For the equipment repair assistant, this means:

  • Technicians authenticate once via Cognito
  • Frontend receives temporary AWS credentials
  • Credentials allow calling the AgentCore endpoint
  • Runtime enforces per-user Memory isolation

You don’t build custom authentication middleware or manage session tokens.

Observability Gaps

AgentCore logs invocations to CloudWatch, but observability is limited:

  • Request/response logs: Available, shows input/output per turn
  • Token usage: Tracked per invocation
  • Knowledge base queries: Logged with query text and result count
  • Tool calls: Logged with tool name and execution time

Not available:

  • Detailed reasoning traces (why the agent chose a specific retrieval query)
  • Intermediate state snapshots (conversation state at each reasoning step)
  • Custom metrics (domain-specific KPIs like diagnostic accuracy)

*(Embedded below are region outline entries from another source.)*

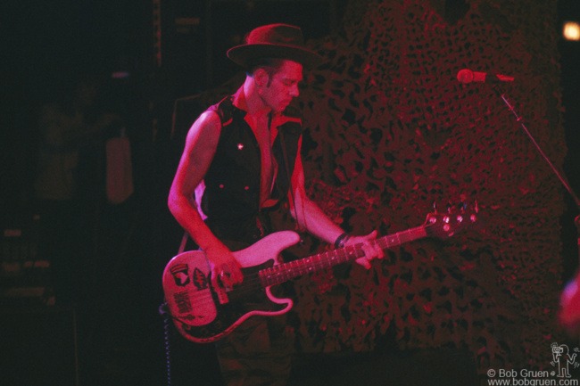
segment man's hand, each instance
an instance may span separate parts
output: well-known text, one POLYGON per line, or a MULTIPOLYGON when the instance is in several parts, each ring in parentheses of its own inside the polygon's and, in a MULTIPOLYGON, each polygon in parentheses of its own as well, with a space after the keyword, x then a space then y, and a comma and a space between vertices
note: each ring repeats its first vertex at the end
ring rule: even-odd
POLYGON ((374 240, 377 238, 377 232, 372 231, 366 236, 352 236, 349 237, 344 246, 362 244, 362 250, 365 252, 365 256, 360 259, 357 259, 356 262, 360 264, 367 269, 370 269, 370 260, 373 259, 383 259, 385 257, 385 252, 381 250, 378 245, 374 242, 374 240))
POLYGON ((231 288, 242 283, 244 275, 240 265, 228 247, 216 244, 207 248, 204 252, 210 261, 211 284, 214 288, 220 285, 231 288))

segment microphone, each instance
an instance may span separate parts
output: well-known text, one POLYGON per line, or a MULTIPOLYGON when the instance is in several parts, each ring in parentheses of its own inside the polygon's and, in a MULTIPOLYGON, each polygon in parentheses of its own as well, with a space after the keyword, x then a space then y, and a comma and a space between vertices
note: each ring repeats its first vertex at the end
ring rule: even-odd
POLYGON ((481 83, 501 83, 513 82, 514 78, 507 75, 496 74, 488 76, 486 72, 472 71, 471 70, 460 70, 457 73, 457 80, 461 83, 481 82, 481 83))

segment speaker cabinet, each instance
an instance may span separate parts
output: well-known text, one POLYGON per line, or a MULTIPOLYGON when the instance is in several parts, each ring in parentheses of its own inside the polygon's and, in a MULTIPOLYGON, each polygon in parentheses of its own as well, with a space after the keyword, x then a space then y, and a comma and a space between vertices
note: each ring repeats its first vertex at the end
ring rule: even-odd
POLYGON ((78 385, 76 316, 53 307, 0 310, 4 386, 78 385))

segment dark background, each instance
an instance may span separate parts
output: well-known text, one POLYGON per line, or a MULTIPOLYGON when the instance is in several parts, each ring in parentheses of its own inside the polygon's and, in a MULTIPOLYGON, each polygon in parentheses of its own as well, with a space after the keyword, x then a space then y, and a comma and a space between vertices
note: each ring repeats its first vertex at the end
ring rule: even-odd
MULTIPOLYGON (((162 296, 160 273, 180 241, 179 229, 165 207, 181 146, 170 136, 173 103, 177 98, 195 94, 235 76, 236 69, 225 58, 224 52, 239 44, 243 34, 253 27, 284 21, 301 25, 306 37, 321 37, 339 28, 345 1, 182 0, 170 3, 162 4, 162 39, 157 42, 161 43, 161 55, 157 56, 160 53, 154 48, 155 30, 150 2, 24 0, 10 2, 0 13, 4 51, 0 63, 3 227, 26 227, 33 215, 31 184, 37 161, 39 106, 52 100, 54 90, 79 76, 100 76, 105 85, 103 100, 128 123, 136 177, 136 193, 128 202, 119 207, 104 204, 97 208, 104 225, 119 226, 118 237, 109 245, 117 250, 104 261, 98 261, 111 264, 108 281, 98 283, 109 290, 104 292, 106 293, 100 306, 87 305, 95 308, 94 318, 88 323, 92 335, 82 336, 77 341, 80 344, 81 354, 77 358, 79 362, 66 355, 64 361, 51 362, 46 357, 50 354, 43 356, 42 353, 52 351, 37 346, 42 337, 55 336, 54 341, 46 344, 58 346, 66 352, 73 351, 74 341, 69 333, 73 328, 72 316, 67 312, 29 311, 6 314, 10 316, 3 322, 17 330, 18 341, 21 342, 19 346, 21 353, 15 356, 18 360, 8 362, 13 367, 21 368, 19 362, 21 360, 36 361, 61 374, 79 366, 81 378, 91 377, 95 382, 99 376, 108 379, 107 374, 117 373, 124 374, 127 379, 135 379, 134 374, 139 372, 143 372, 142 378, 153 374, 158 382, 152 384, 162 382, 163 326, 157 314, 162 296), (130 75, 127 78, 112 79, 110 74, 113 71, 127 71, 130 75), (127 245, 130 246, 129 252, 119 251, 127 245), (123 277, 123 272, 129 272, 131 277, 123 277), (123 284, 127 283, 131 290, 125 289, 123 284), (136 341, 139 341, 137 345, 136 341), (40 354, 34 356, 33 352, 40 354)), ((452 8, 460 3, 447 1, 445 4, 452 8)), ((580 2, 560 0, 558 4, 557 29, 560 29, 565 20, 580 20, 580 2)), ((568 148, 564 171, 577 192, 580 189, 580 71, 577 70, 580 42, 561 40, 559 48, 568 148)), ((510 75, 517 79, 518 74, 510 75)), ((526 116, 526 111, 520 113, 526 116)), ((561 218, 566 279, 577 267, 577 232, 573 222, 578 210, 571 197, 565 192, 563 194, 568 208, 561 218)), ((99 233, 96 236, 103 238, 104 234, 99 233)), ((95 250, 96 255, 100 250, 97 244, 103 243, 103 239, 92 242, 87 249, 95 250)), ((13 331, 3 330, 3 333, 13 331)), ((196 374, 195 370, 202 369, 206 374, 215 371, 211 349, 183 347, 178 341, 176 343, 175 352, 186 353, 183 357, 210 358, 201 360, 187 374, 196 374)), ((180 367, 178 360, 176 362, 177 376, 184 376, 186 372, 180 367)))

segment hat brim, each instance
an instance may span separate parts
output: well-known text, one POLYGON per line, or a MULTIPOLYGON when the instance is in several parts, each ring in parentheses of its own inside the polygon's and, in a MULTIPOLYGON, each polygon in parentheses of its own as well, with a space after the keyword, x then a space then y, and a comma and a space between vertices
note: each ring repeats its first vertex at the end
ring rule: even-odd
POLYGON ((294 45, 244 45, 230 48, 227 54, 232 62, 246 70, 260 58, 287 59, 308 68, 316 67, 322 62, 322 56, 315 52, 294 45))

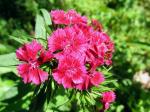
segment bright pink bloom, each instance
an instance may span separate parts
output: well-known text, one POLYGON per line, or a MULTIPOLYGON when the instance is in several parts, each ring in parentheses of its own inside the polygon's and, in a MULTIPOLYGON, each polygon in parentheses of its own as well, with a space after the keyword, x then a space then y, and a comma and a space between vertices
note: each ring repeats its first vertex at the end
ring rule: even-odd
POLYGON ((94 86, 98 86, 99 84, 104 82, 104 80, 104 76, 100 72, 95 71, 91 74, 90 82, 94 86))
POLYGON ((76 88, 79 90, 86 90, 92 86, 99 86, 102 82, 104 82, 104 80, 102 73, 94 71, 93 73, 87 73, 84 76, 84 81, 76 85, 76 88))
POLYGON ((87 18, 78 14, 75 10, 69 10, 64 12, 63 10, 52 10, 51 11, 52 21, 55 24, 78 24, 87 23, 87 18))
POLYGON ((91 24, 96 31, 100 31, 100 32, 102 31, 103 29, 102 24, 98 20, 92 19, 91 24))
POLYGON ((114 102, 116 98, 116 95, 113 91, 109 91, 109 92, 104 92, 102 94, 102 103, 103 103, 103 109, 107 110, 110 106, 111 102, 114 102))
POLYGON ((57 29, 48 38, 48 47, 52 52, 62 50, 64 54, 82 54, 87 48, 86 37, 74 27, 57 29))
POLYGON ((36 40, 19 48, 16 51, 16 56, 20 61, 24 62, 19 64, 17 68, 25 83, 40 84, 47 80, 48 73, 41 70, 40 65, 49 61, 52 58, 52 54, 44 51, 42 45, 36 40), (39 52, 40 56, 38 56, 39 52))
POLYGON ((64 88, 75 88, 76 85, 84 81, 86 68, 82 59, 63 56, 59 59, 58 68, 53 71, 53 77, 57 83, 62 84, 64 88))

For production deployments, you’ll need external observability tools (Datadog, New Relic) to track agent behavior beyond AWS’s built-in logs.

When to Use AgentCore

Good fit:

  • Multi-turn conversational agents with state persistence requirements
  • RAG-heavy workflows where retrieval timing is complex
  • Teams that want managed infrastructure over custom orchestration
  • Applications where AWS lock-in is acceptable

Poor fit:

  • Agents requiring custom orchestration logic (complex branching, parallel tool calls)
  • Real-time applications sensitive to RAG retrieval latency
  • Use cases needing strong consistency in conversation state
  • Projects requiring detailed reasoning observability

Technical Verdict

AgentCore removes the undifferentiated heavy lifting of agent infrastructure: conversation storage, RAG orchestration, and runtime scaling. If you’re building a production agent on AWS and don’t need custom orchestration control, it’s faster than building these primitives yourself.

The trade-off is abstraction. You lose fine-grained control over retrieval timing, state management, and failure handling. For diagnostic workflows, customer support agents, or internal tools where AWS lock-in is acceptable, AgentCore is a reasonable default.

If you need custom orchestration (parallel tool execution, complex state machines, non-standard retrieval patterns), you’ll hit the abstraction ceiling quickly. In that case, build on Bedrock APIs directly or use a framework like LangGraph that gives you lower-level control.